Sobald ich wieder zu mir kam, war der Klassenraum verlassen. Nicht einmal mein Verlobter war mehr anwesend, nahm ich auch ganz deutlich seinen unverkennbaren Geruch an dem Schal wahr, den man mir unter den Kopf geschoben hatte. Meine Nase darin vergrabend, sog ich tief das vertraute Wacholder-Minz-Aroma ein. War doch nur ein Schockzauber gewesen. Halb so wild.
Mein Kopf brummte und auch meine Hand schmerzte wieder extrem. Dennoch hatte der Sturz auf den Boden bei mir wenigstens eine Sache bewirkt. Er hatte mich aus dem Dämmerzustand gerissen, in dem ich mich seit diesem Morgen befunden hatte.
Was hatte ich denn erwartet? Schon zu Beginn war mir klar gewesen, dass ich auf diesem Weg Opfer würde bringen müssen. Dass diese nicht klein waren, verstand sich eigentlich von selbst. Unter dem Befehl des dunklen Lords würde ich mehr als nur einen Mord begehen müssen, besser, ich fand mich schon einmal damit ab. Der Imperius würde ebenfalls nicht der letzte Unverzeihliche bleiben, den ich wirken musste. Mir blieb einzig die Hoffnung, nie meinem Bruder im Kampf gegenüberstehen zu müssen.
Plötzlich ertönten Schritte.
Erschrocken rappelte ich mich auf, musste aufrechtstehend jedoch einsehen, dass die Bewegung wohl zu schnell gewesen war. Vor meinen Augen fingen die Farben an, ineinander zu fließen, der Raum begann sich zu drehen. Ungewollt stolperte ich nach hinten, prallte mit dem Hintern gegen den Rand eines der Tische.
"Du bist wach."
Ich kannte die Stimme. Blinzelnd verschaffte ich mir wieder eine klare Sicht. Am anderen Ende des Raumes, direkt neben einer kleinen Tür, welche in seinen Vorratsraum führte, stand Severus Snape. Sein Haar war wie üblich zerzaust und auch sein Umhang war genauso fledermausartig aufgebauscht wie an jedem anderen Tag. Dennoch lag eine Kälte in seinem Blick, die ich so nicht von ihm gewohnt war.

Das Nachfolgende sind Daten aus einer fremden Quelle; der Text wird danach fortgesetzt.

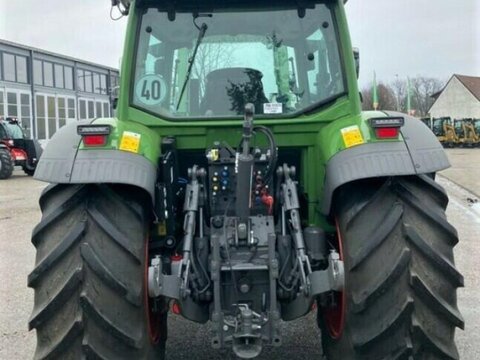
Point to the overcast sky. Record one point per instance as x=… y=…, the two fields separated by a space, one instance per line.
x=396 y=37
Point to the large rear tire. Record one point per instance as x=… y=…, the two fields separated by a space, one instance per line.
x=400 y=278
x=6 y=164
x=89 y=277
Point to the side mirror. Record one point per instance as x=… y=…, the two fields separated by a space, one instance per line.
x=356 y=56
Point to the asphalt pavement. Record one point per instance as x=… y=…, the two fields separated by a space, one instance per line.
x=19 y=213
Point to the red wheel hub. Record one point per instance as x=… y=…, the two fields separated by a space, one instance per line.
x=335 y=317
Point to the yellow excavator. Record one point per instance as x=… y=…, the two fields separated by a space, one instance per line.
x=444 y=130
x=471 y=132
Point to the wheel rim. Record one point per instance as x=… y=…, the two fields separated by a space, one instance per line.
x=335 y=317
x=154 y=319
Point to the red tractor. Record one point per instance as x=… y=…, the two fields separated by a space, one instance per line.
x=16 y=149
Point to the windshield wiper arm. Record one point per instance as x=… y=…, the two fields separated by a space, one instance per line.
x=201 y=35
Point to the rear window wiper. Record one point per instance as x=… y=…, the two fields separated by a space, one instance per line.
x=202 y=30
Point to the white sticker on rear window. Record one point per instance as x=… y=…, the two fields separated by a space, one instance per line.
x=272 y=108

Da war nicht der winzigste Hauch eines Lächelns auf seinen Lippen.
Hastig straffte auch ich selbst meine Haltung und verlieh meiner Miene einen völlig leeren Ausdruck. Nicht umsonst hatte ich schließlich einen guten Lehrer gehabt.

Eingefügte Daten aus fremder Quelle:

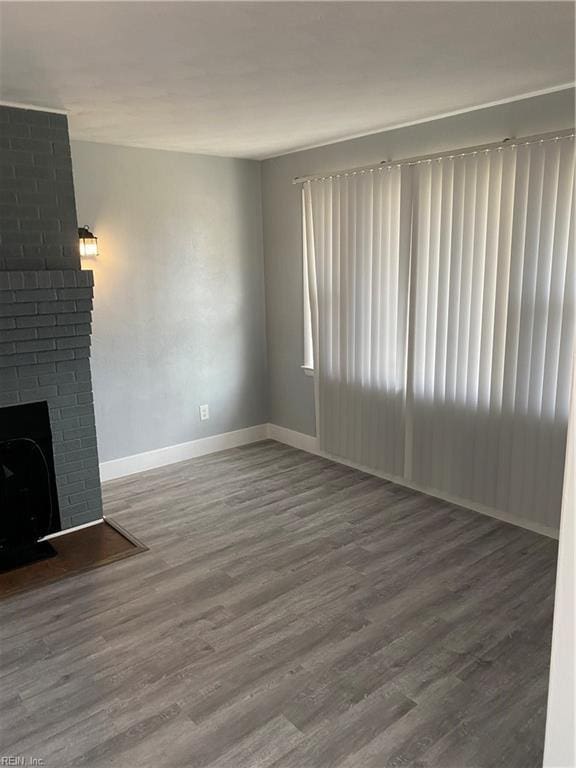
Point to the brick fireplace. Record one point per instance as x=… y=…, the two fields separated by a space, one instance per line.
x=46 y=301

Leider kaufte er mir den schwächlichen Versuch Selbstvertrauen zu mimen nicht ab. Tatsächlich zogen sich seine Augenbrauen bei meinem Anblick eher noch dichter zusammen und verliehen ihm einen düsteren Ausdruck. "Trink das." Überrumpelt fing ich den kleinen Flakon aus der Luft. "Es wird dir gegen den Schwindel helfen und den Kopfschmerzen vorbeugen, die du sicherlich im Laufe des Nachmittags noch bekommen wirst."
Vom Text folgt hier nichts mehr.